【完結】愛を知らない伯爵令嬢は執着激重王太子の愛を一身に受ける。
「けど、私はラインヴァルトさまが好きなのです。……あのお人を、愛しているんです……!」

 それは恥ずかしくてたまらない言葉だった。が、今言わなくちゃ。その一心で、震える唇で言葉を紡ぐ。

「私は、あのお人と一緒にいたい。……その気持ちには、偽りがないのです……!」

 本当だったら、一番にラインヴァルトさまに告げるべきだったのだろう。わかる。

 ただ、今はこう言わなくちゃならないような気がした。

「……あなたの気持ちは、よーくわかりました」
「王妃、殿下」
「あなたが、二人の男を手玉に取る悪女だということが、とてもよくわかったわ」

 二人の男……。

「しかも、相手はともに高貴な身分。……どういう手を使ったのか、ぜひともご教授願いたいわ」

 明らかに馬鹿にしたような言葉。

 そこに今までの王妃殿下はいない。……ここにいるのは、権力を欲する悪女……なんだろうな。

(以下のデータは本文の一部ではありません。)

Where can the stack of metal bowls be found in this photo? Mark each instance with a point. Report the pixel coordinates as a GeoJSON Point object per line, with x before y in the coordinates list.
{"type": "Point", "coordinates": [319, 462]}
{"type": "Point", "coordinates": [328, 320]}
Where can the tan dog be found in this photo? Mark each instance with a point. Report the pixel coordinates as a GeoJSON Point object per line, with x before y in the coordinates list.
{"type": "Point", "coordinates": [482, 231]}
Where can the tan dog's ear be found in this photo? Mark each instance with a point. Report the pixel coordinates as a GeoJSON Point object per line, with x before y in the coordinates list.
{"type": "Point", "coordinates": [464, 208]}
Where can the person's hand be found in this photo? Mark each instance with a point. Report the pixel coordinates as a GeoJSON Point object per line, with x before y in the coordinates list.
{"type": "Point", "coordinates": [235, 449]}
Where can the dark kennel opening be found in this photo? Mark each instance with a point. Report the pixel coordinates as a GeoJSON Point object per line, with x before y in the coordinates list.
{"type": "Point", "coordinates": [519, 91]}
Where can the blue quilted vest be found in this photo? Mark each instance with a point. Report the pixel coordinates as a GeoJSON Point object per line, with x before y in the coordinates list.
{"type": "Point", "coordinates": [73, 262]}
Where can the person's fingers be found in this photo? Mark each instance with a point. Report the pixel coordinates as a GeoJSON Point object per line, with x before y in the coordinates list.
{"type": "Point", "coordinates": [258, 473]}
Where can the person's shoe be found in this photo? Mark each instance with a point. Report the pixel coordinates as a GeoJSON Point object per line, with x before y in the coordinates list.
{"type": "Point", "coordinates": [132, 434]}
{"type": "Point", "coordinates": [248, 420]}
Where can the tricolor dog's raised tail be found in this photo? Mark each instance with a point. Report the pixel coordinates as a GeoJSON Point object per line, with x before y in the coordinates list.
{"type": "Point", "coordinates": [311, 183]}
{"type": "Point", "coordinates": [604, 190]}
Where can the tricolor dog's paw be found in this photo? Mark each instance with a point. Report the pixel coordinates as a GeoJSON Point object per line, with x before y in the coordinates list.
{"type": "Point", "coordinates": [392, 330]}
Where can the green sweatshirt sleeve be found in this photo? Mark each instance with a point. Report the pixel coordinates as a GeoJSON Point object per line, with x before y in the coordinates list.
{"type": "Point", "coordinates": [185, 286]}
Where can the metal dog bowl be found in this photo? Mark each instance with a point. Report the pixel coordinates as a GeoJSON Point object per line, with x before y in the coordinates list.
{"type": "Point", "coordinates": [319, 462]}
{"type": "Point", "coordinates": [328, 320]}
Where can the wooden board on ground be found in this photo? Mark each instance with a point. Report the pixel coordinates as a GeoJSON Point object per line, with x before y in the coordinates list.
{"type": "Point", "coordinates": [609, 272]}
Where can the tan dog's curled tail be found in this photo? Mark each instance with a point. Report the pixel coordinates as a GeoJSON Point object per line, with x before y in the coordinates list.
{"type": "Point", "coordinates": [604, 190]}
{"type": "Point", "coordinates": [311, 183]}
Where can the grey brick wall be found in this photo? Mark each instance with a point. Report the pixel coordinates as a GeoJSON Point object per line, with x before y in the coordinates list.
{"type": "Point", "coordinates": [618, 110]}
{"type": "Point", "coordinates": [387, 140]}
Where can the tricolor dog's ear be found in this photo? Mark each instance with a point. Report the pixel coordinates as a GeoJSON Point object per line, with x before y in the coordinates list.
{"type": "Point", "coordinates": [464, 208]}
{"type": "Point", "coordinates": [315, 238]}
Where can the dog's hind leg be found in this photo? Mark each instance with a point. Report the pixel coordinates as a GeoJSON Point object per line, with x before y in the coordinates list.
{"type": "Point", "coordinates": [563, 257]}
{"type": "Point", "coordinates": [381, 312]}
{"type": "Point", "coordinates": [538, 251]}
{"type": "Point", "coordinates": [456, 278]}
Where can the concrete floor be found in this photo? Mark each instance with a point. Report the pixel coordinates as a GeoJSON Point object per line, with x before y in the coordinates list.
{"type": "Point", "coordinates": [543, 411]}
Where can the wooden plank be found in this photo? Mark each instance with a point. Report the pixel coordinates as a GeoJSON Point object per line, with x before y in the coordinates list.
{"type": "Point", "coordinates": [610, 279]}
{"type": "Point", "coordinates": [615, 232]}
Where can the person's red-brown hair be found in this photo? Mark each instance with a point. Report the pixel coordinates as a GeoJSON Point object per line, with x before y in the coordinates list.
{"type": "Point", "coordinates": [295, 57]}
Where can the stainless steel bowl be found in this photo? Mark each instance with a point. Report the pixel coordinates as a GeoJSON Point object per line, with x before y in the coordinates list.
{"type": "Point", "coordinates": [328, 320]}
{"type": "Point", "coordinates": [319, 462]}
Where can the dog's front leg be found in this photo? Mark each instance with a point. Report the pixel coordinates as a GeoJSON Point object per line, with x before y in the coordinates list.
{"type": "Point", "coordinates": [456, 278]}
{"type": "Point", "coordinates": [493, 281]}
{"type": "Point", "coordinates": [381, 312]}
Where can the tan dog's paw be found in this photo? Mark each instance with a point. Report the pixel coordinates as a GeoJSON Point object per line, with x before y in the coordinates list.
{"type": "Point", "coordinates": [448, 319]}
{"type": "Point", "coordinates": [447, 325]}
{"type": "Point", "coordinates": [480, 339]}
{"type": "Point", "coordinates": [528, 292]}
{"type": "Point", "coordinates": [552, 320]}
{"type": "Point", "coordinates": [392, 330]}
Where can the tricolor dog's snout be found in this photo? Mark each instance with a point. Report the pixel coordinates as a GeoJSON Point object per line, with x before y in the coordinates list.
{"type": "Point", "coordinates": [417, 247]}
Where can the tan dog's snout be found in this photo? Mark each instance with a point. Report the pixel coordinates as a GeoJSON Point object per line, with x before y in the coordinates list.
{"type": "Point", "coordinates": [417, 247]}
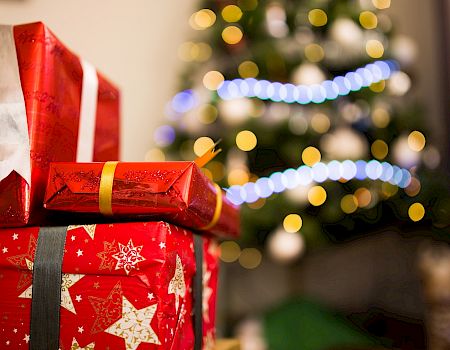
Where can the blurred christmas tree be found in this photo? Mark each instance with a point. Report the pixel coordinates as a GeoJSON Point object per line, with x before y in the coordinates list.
{"type": "Point", "coordinates": [318, 87]}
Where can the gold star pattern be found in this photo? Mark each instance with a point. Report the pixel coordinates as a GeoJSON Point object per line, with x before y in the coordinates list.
{"type": "Point", "coordinates": [109, 249]}
{"type": "Point", "coordinates": [90, 229]}
{"type": "Point", "coordinates": [68, 280]}
{"type": "Point", "coordinates": [107, 310]}
{"type": "Point", "coordinates": [177, 285]}
{"type": "Point", "coordinates": [76, 346]}
{"type": "Point", "coordinates": [128, 257]}
{"type": "Point", "coordinates": [134, 326]}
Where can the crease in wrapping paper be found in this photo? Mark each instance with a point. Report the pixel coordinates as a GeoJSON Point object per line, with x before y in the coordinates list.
{"type": "Point", "coordinates": [14, 139]}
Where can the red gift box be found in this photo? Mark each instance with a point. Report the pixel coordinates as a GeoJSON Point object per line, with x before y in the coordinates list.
{"type": "Point", "coordinates": [52, 103]}
{"type": "Point", "coordinates": [174, 191]}
{"type": "Point", "coordinates": [123, 286]}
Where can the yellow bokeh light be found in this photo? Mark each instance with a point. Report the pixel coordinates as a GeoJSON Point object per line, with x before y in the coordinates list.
{"type": "Point", "coordinates": [368, 20]}
{"type": "Point", "coordinates": [246, 140]}
{"type": "Point", "coordinates": [314, 53]}
{"type": "Point", "coordinates": [381, 4]}
{"type": "Point", "coordinates": [317, 195]}
{"type": "Point", "coordinates": [320, 123]}
{"type": "Point", "coordinates": [388, 190]}
{"type": "Point", "coordinates": [248, 69]}
{"type": "Point", "coordinates": [207, 114]}
{"type": "Point", "coordinates": [202, 144]}
{"type": "Point", "coordinates": [363, 196]}
{"type": "Point", "coordinates": [378, 87]}
{"type": "Point", "coordinates": [317, 17]}
{"type": "Point", "coordinates": [349, 204]}
{"type": "Point", "coordinates": [229, 251]}
{"type": "Point", "coordinates": [413, 188]}
{"type": "Point", "coordinates": [379, 149]}
{"type": "Point", "coordinates": [231, 13]}
{"type": "Point", "coordinates": [311, 155]}
{"type": "Point", "coordinates": [250, 258]}
{"type": "Point", "coordinates": [416, 212]}
{"type": "Point", "coordinates": [292, 223]}
{"type": "Point", "coordinates": [232, 35]}
{"type": "Point", "coordinates": [155, 155]}
{"type": "Point", "coordinates": [416, 141]}
{"type": "Point", "coordinates": [247, 5]}
{"type": "Point", "coordinates": [237, 177]}
{"type": "Point", "coordinates": [374, 48]}
{"type": "Point", "coordinates": [202, 19]}
{"type": "Point", "coordinates": [212, 80]}
{"type": "Point", "coordinates": [380, 117]}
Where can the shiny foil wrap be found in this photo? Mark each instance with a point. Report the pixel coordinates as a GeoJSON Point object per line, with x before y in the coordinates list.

「あなたの元婚約者も。ラインヴァルトも。……とても、可哀想」

 これでは話にはならない。

 それを悟って、私はどうにか頭を動かす。なんとか、彼女の余裕を崩さなくちゃ……。

(なにか、策はないの……?)

 ぎゅっと下唇をかむ。そのとき。王妃殿下の執務室の扉が開いた。

「……母上」
「……ラインヴァルト」

 そこには、ラインヴァルトさまがいらっしゃった。彼は、今までにないほどに怒りを帯びた表情をされている。

 ……怖い。

 そう思った。しかし、私を見る彼の目は優しいままだったから。……あぁ、大丈夫なんだって思った。